Pro-Maske oder Anti-Maske? Ihre moralischen Überzeugungen sagen wahrscheinlich Ihre Haltung voraus

Pro-Maske oder Anti-Maske? Ihre moralischen Überzeugungen sagen wahrscheinlich Ihre Haltung voraus
Moralischer Kampf: Tragen Sie eine Gesichtsmaske, um zu zeigen, dass Sie sich um andere kümmern? Oder lehnen Sie ab, weil Sie glauben, dass sie der menschlichen Natur trotzen?
Justin Tallis / AFP über Getty Images

Regierungen auf der ganzen Welt haben empfohlen oder beauftragt verschiedene Verhaltensweisen, um die Ausbreitung von COVID-19 zu verlangsamen. Dazu gehören zu Hause bleiben, Gesichtsmasken tragen und soziale Distanzierung üben.

Doch Einzelpersonen weiterhin Missachtung dieser Empfehlungen und Ignorieren Sie explizite Regeln zum Tragen von Gesichtsmasken. In dem US, Vereinigtes Königreich und AustralienMenschenmengen haben sich eng versammelt, um gegen Sperren zu protestieren.

All dies wirft die Frage auf: Warum halten sich die Menschen nicht an die Regeln, die nicht nur ihre eigene Gesundheit, sondern auch die Gesundheit ihrer Gemeinde und Nation schützen? Und wie können politische Entscheidungsträger und Beamte des öffentlichen Gesundheitswesens bessere Botschaften entwerfen, um die Akzeptanz zu fördern?

Wie Moral unsere Entscheidungen lenkt

In meine neueste ForschungIch habe untersucht, wie Menschen die drei empfohlenen Verhaltensweisen als „richtig“ oder „falsch“ wahrnehmen. Ich habe meine Forschung auf gegründet Moralische Grundlagen Theorie, die besagt, dass Menschen die „Richtigkeit“ oder „Falschheit“ von Verhaltensweisen anhand von fünf verschiedenen moralischen Bedenken oder „Grundlagen“ beurteilen.

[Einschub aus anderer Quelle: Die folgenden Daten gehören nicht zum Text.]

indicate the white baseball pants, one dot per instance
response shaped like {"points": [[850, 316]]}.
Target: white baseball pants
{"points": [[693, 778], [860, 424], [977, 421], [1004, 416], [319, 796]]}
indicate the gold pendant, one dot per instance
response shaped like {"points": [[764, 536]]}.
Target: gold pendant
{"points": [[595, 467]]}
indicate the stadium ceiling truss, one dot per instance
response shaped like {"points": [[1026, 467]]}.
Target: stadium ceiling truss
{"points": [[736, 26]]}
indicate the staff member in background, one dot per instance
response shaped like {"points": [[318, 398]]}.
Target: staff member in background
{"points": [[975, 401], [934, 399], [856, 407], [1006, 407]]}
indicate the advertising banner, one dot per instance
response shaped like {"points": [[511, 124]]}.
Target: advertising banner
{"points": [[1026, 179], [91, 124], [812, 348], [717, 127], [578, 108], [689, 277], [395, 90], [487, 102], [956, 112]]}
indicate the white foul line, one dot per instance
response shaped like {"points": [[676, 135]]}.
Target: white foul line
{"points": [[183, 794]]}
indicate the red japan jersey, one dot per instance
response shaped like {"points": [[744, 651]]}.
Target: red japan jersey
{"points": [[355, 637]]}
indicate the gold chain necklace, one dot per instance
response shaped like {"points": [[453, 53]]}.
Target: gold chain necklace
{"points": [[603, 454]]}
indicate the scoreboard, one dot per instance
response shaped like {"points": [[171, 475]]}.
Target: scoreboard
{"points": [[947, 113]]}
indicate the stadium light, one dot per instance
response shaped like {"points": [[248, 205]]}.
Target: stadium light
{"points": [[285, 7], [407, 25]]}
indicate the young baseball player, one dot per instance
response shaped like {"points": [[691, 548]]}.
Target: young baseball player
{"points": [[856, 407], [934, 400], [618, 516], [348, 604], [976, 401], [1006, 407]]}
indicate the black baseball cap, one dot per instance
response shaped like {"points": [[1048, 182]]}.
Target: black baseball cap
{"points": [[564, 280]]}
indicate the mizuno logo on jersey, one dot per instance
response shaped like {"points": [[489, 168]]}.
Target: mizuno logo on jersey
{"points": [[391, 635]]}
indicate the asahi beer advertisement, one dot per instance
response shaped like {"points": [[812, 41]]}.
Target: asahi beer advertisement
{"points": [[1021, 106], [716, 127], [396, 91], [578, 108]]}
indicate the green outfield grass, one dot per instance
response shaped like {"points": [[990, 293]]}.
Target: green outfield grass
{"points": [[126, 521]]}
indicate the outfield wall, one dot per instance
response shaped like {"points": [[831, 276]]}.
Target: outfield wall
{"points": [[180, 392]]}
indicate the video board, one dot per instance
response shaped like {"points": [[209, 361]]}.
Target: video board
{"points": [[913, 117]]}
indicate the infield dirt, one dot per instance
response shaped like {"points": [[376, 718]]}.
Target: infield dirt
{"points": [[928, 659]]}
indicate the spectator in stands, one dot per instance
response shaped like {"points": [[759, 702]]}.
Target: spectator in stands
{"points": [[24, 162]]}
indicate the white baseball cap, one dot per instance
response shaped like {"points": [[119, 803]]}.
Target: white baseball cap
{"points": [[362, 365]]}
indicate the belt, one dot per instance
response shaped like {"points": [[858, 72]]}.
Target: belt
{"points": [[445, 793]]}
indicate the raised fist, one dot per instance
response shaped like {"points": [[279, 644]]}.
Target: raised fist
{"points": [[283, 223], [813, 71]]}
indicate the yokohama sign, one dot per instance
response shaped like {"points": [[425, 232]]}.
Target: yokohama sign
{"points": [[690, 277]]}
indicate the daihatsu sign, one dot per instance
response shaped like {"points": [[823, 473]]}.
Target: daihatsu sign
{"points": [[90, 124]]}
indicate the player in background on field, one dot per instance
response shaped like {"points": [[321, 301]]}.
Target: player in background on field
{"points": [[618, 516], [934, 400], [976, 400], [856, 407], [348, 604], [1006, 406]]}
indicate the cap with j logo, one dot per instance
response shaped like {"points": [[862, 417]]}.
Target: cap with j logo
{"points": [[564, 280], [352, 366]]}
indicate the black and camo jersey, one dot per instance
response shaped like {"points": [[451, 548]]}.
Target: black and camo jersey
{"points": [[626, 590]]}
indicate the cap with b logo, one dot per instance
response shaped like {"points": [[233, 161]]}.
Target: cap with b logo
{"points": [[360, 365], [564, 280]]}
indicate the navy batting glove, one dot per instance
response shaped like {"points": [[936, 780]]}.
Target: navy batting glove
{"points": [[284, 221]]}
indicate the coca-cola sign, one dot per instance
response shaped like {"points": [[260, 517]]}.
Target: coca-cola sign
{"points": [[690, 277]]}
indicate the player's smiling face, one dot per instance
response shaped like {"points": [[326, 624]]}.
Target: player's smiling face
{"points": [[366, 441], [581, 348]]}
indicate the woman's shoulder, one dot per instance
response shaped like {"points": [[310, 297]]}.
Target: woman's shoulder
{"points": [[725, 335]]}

Die erste ist, ob eine Aktion zeigt, dass Sie sich interessieren; Die zweite ist, ob eine Aktion Gleichstellungsstandards einhält. Das dritte ist, ob es Loyalität gegenüber der Gruppe zeigt; das vierte ist, ob es Respekt vor Autorität zeigt; und das letzte ist, ob es den Impulsen und der natürlichen Art, Dinge zu tun, entspricht.

Einige Grundlagen sind für bestimmte Verhaltensweisen relevant. andere nicht so sehr. Zum Beispiel, Eltern, die "Anti-Vaxxer" sind vertreten diese Ansicht, weil sie Impfstoffe als schädlich für die natürliche immunologische Abwehr eines Kindes ansehen. Obwohl das so ist nicht wahrImpfstoffe fordern immer noch ihre Wahrnehmung dessen heraus, was natürlich ist. Gleichfalls, wenn es um wohltätiges Spenden gehtMenschen spenden, weil sie es als Zeichen ihrer Fürsorge ansehen - nicht weil sie es als „natürlich“ ansehen, dies zu tun.

Ein Vorteil der Untersuchung, welche moralische Grundlage für ein bestimmtes Verhalten relevant ist, besteht darin, dass sie ein besseres Verständnis dafür bietet, wie dieses Verhalten gefördert oder entmutigt werden kann.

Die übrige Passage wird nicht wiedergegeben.